Movements using the left and right sticks on the controller;
Grabbing/releasing objects by pressing/releasing the side buttons on the controller;
Performing actions by pulling the trigger on the controller (for specific English words only).

To determine whether each English word was enacted, the following criteria were used, allowing the expected process to be executed immediately upon enactment:

Collision detection (e.g., the dragon’s hand colliding with a rock);
Detection of entry into an area (e.g., dropping a stone into the sea);
Detection of extent of movement (e.g., swinging the arm down significantly).

As feedback indicating that the enactment was performed, the English word and its Japanese translation were displayed in a text window for three seconds, and the pronunciation of the English word was presented.

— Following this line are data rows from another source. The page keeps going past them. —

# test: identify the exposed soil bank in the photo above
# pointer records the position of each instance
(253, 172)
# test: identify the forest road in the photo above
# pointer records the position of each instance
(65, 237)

To prevent words from being displayed in every frame, the system was designed such that the words would not be displayed redundantly during the entire word-display period. Additionally, visual and auditory effects were implemented as feedback. For example, when a building was destroyed with a beam, explosion effects and sounds were incorporated. The reason for implementing such feedback was to associate it with English words as episodic memory.

Figure 4. Some examples of the IVR environments and objects (where English words and their Japanese translations are displayed).

A rectangular, semi-transparent text window showing instructions for the actions and time limit was always displayed in the learner’s view. The text window followed the movement of the HMD and was always displayed in front of the learner. However, to prevent hindering the IVR experience, the user interface (UI) was designed to be semi-transparent, such that objects could still be seen through the UI. When the user performed the actual action, the English word and its Japanese translation were displayed within the text window (see Figure 5).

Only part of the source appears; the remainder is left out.